Enabling gzip in Nginx causes garbled characters.

Enabling gzip in Nginx causes garbled characters.

Question

To optimize the backend structure, an nginx scheduling server was added in front of the business server layer. Both the business server and the scheduling server had gzip and caching enabled. However, some phones displayed garbled characters, and this affected a small number of phone models. The scenario of the garbled characters causing program errors seemed accidental. But after disabling the scheduling server’s caching, all the problems disappeared.

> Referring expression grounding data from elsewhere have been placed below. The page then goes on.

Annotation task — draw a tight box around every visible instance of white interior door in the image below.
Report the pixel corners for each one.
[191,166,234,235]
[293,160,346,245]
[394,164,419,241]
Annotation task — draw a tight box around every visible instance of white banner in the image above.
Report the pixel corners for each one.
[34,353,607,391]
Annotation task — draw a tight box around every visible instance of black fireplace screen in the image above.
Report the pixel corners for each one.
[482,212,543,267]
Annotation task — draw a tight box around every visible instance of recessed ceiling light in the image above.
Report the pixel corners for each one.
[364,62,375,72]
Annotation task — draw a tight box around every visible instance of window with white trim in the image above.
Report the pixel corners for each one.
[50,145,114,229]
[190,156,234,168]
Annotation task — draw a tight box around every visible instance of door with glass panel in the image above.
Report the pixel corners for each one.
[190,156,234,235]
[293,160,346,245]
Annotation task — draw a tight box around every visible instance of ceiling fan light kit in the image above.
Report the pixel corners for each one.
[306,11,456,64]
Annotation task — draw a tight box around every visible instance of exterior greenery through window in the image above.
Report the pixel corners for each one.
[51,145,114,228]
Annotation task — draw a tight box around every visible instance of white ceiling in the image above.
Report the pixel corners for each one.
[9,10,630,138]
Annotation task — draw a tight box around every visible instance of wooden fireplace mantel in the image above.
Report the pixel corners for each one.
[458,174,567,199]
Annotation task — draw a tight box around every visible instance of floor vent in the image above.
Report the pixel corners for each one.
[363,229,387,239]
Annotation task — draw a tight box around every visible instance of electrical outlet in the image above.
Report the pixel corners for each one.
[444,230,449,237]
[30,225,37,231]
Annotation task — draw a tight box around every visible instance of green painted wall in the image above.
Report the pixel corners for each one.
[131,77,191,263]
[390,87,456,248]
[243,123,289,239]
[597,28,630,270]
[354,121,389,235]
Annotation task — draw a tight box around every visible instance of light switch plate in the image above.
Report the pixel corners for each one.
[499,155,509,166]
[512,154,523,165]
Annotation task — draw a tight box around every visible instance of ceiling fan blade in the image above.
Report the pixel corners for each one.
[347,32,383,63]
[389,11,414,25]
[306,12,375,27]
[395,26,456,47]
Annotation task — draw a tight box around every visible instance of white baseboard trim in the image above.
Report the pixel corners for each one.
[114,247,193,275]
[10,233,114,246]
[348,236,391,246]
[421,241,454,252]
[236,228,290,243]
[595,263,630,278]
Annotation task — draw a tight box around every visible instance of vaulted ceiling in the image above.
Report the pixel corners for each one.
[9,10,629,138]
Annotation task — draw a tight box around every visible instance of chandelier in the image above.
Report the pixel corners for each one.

The initial suspicion was that the frontend cache was corrupted due to improper gzip settings. (Because the nginx documentation gzip_http_version mentions proxy cache corruption: “When HTTP version 1.0 is used, the Vary: Accept-Encodingheader is not set. As this can lead to proxy cache corruption, consider adding it with add_header.”)

Because I didn’t fully understand several gzip configuration commands (the documentation was terrible), I couldn’t pinpoint the root cause of the problem for a long time. However, through further study and repeated experimentation with these commands, I finally figured out the cause of the problem.

gzip_http_version

Truns gzip compression on or off depending on the HTTP request version. (it is on if the request HTTP version is larger than the setting value).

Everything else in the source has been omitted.